Mission Impossible

Staging a passionate rendezvous with my husband has become an adventure!

"How about going to bed early tonight?" my husband, Rick, whispers in my ear.

I rinse the last supper dish and ask coyly, "What do you have in mind?"

"I want to carry you to bed and have my way with you," he says in a darn good Harrison Ford impression.

"I'll meet you in the bedroom as soon as the kids are in bed." With a wink of the eye and a wiggle of the hips, I saunter out of the kitchen … only to smash my toe on the doorjamb on the way. Actress Kate Capshaw helped Harrison Ford escape a doomed temple or something; I can barely make it out of my kitchen!

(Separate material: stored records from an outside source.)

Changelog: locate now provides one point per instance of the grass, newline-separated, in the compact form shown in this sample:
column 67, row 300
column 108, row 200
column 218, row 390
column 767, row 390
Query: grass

I hustle the kids through homework and baths. "Skip math tonight," I advise. "That's what computers are for. No, you don't need soap; just a quick rinse will do. I read somewhere that a little dirt protects you from ultraviolet rays. Pick out a bedtime story, a short one. Okay, Bambi. How about a condensed version: Bambi lives, his mother doesn't, he wins the fight, they all live happily ever after. Let's say our prayers. Hug, hug, kiss, kiss. I love you, too. And you. And you. And you. Good night. Good night. Good night. Good night." I'm glad I have only four kids, I think.

Finally, the kids are tucked away and the lights are out. I head toward the boudoir, where I slip into something slinky. At least it used to slink. Now it kind of snugs. Oh well. I dab my best perfume behind my ears, turn off the lamp, and light some candles. With the comforter turned down invitingly, I arrange myself in a glamorous pose among the pillows. I ignore the Snoopy pillowcase beside me; my bed linens haven't matched since the Reagan era.

The door opens. In a throaty voice I say, "I've been waiting for you, big boy."

"I can't sleep," a tiny voice whimpers.

Whoops! "What's wrong, honey?" I ask as I scramble into my robe.

"My tummy hurts. And my head. Can I sleep in your room?"

"No." I take Michael's little hand and lead him back to bed.

"You smell good, Mommy."

"Thank you." I tuck the covers around him securely. Would it be child abuse to nail the blankets down so they sort of immobilize him? Only temporarily, of course.

"Why are there candles in your room, Mommy?"

"Because she and Daddy want to smooch," says Josh, with all the worldly wisdom of a 12-year-old boy.

"Good night." More hugs, more kisses.

Back in my bedroom, I shrug off the robe and climb back into bed. I settle against the pillows just as a yawn escapes my mouth.

"Mo-o-omm," someone calls from down the hall.

"What?!" I bellow.

"Josh's arm is hanging down."

I grab my robe and stomp to the boys' room. "What's wrong with his arm hanging down?" I demand.